The Republican Party is a big tent. Apple should come on in.
Really? This might be news to the vast majority of engineering and computer science students the world over... While not every college works directly with "real" unix source code for their CS students in OS System Design or Compiler Design classes, you can be that they do use "unix-ish" OS's like Andy Tanenbaum's "Minix," or Linux.
And I remember being an EE TA (I was a CS major) and working with EE juniors and seniors, helping them to learn the System V commands and utilities they needed to work on the AT&T 3B2 and 3B20 systems they used for graphics design classes, and the 4.2BSD commands and utilites on the VAX 8600 systems they used as well.
Mark
It would have been nice to buy some Apple stock that cheap. And I'm a very small investor, only buying a few shares at a time (it's all I can afford).
I bought 15 shares of Dell at about $37. Of course, with all the 2:1 splits, I now have 240 shares, so I guess I've done pretty well with that too.
Mark
And remember, that there are a lot of people who are responsible for computers and networks even though their job title has nothing to do with them.
A friend and former co-worker had the job title "Missile Repair Technician" while he was a Sr Airman stationed at Whiteman AFB. However, he never actually worked on missiles. He was too busy running amd maintaining their networks! He was responsible for both Novell networks as well as UNIX networks where the servers were a bunch of big HP-9000 systems.
Mark
We started with a small money pot, which was designated as our "gambling" money. After doing well on a couple of small dels, I bought xerox and Apple. Both did well, but the xerox kept fluctuating. I sold after doubling the first time, repeated, rinsed, then repeated again. I put it all into the apple stock, and held on... which has proven to be my best ever stock purchase. I am thinking of bailing, if it drops below 70, or gets to 80...
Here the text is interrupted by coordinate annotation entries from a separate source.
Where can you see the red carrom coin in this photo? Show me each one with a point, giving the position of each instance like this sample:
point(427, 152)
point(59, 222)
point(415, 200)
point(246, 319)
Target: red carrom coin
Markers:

I also have owned Macs since 1984... and would not trade for any Wintel made... OSX rocks!
"It's wrong to claim that "those dumb Mac users can't do anything on their own!" I'd like to see how productive you are on a system that you've never used before"
If you followed the thread, my point was regarding the teaching and use of MACs in schools, where most of the students will have to re-learn when they get out. I believe this is not a good use of our educational money, a disservice to the students AND the businesses that will hire them.
"Really? This might be news to the vast majority of engineering and computer science students the world over... "
It may surprise you, but the vast majority of schools are NOT "engineering and computer science".
That happened to me in the Army too. I was a missile jockey and one day the first sergeant came down to the motor pool to say "I heard you know computers a bit." I said yes, and the next thing you know I'm working at battalion HQ. Next station I'm supposed to be an executive admin assistant (don't ask), but then I find myself programming database applications and WordPerfect macros to keep the headquarters running.
You can use third party external drives with iDVD now! Could you post a link to where you found that?
BURN DVDS TO AN EXTERNAL BURNER OR A DISK IMAGE WITH iDVD
The disk image technique is especially useful if you need to burn multiple copies of a DVD. Just create the disk image file, then use the Disk Utility program to burn each copy.